The health care web site wasn’t one stop shopping.
Via Miami Herald
Luis Martinez of Hialeah survived two heart attacks during the more than 10 years that he went without health insurance.
So he was relieved to finally find coverage on the Affordable Care Act’s insurance exchange in March, two weeks before the enrollment deadline.
But four months after he and his wife signed up for a subsidized, bronze-level health plan with Coventry, Martinez, 51, said he feels as though he has fallen into a black hole of government bureaucracy while trying to prove his income and his wife’s citizenship in order to keep their coverage, part of a national effort to verify policyholders’ eligibility.
Martinez, who has stents implanted in his coronary arteries, said he has tried repeatedly for more than a month to comply with the government’s requests for additional documentation to resolve inconsistencies in his personal information — or risk losing his $457 monthly subsidy, and health insurance for him and his wife, Rocio Balbin, 46.
So far, officials with the U.S. Department of Health and Human Services are not satisfied with his response.
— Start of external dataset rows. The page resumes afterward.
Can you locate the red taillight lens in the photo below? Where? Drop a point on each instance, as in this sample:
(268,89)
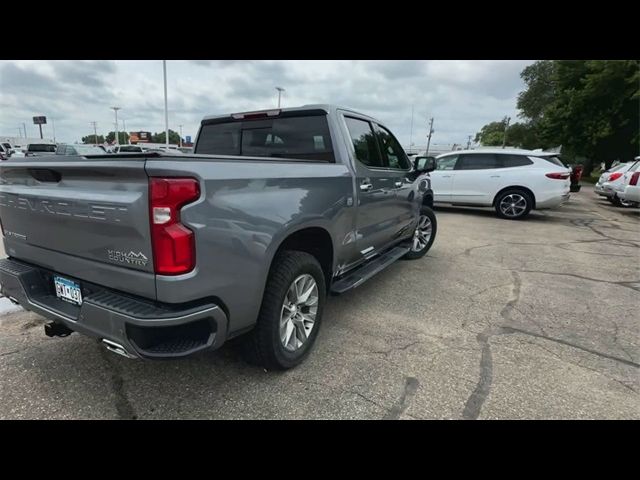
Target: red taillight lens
(174,249)
(558,175)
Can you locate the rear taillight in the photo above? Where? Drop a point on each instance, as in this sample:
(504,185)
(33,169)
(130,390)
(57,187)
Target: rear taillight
(558,175)
(174,249)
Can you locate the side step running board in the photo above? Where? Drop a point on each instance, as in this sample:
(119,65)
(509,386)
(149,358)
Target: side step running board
(368,270)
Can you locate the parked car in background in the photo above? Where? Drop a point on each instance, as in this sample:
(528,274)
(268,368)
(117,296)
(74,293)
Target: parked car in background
(512,181)
(78,149)
(611,180)
(627,189)
(576,170)
(39,149)
(128,149)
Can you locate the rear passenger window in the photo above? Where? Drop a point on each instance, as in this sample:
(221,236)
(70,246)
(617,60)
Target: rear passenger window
(393,155)
(446,163)
(364,142)
(514,161)
(478,161)
(292,137)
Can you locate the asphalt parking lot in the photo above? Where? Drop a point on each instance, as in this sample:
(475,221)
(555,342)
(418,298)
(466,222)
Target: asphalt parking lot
(533,319)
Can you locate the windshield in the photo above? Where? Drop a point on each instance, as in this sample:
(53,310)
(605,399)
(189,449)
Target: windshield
(88,150)
(555,160)
(42,148)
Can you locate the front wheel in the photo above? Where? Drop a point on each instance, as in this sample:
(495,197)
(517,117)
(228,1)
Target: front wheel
(423,235)
(290,314)
(513,204)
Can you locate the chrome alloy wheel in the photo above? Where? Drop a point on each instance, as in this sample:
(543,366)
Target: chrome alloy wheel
(422,235)
(298,314)
(513,205)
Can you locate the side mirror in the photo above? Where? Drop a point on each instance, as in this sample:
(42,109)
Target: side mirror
(424,164)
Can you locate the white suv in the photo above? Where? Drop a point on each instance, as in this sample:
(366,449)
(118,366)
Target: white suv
(511,181)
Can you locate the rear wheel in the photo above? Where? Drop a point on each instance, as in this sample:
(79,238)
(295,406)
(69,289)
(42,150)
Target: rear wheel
(513,204)
(290,314)
(618,202)
(424,234)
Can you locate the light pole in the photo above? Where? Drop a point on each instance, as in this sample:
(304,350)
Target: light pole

“I am against time,” said Martinez, a computer systems administrator who is studying at night to earn a bachelor’s degree in electrical engineering. “I have a dream, and I want to finish my career before I die. This is stressing me out.”
HHS officials declined to comment on Martinez’s case, but the agency is contacting hundreds of thousands of people with subsidized health plans bought under the ACA to verify their eligibility, particularly income and citizenship status, months after they first applied for and received financial aid to help them pay premiums and out-of-pocket costs for their coverage.
About eight million people signed up for a health plan through the ACA exchanges. According to the Kaiser Family Foundation, 85 percent of them were eligible for financial aid, and the government is expected to deliver about $10 billion in subsidies during the first year.
Healthcare analysts say some consumers will end up paying higher monthly premiums as a result of the verification process, while others may have to repay some or all of their subsidies if they are found to be ineligible.
But for some, like Martinez, the verification process has become a maze of red tape.
Martinez has receipts showing that he mailed at least five identical packages — containing, he said, copies of his U.S. passport, his wife’s residency card, their 2013 income tax statement and his Florida driver license — by certified mail to the HHS-designated address in London, Kentucky.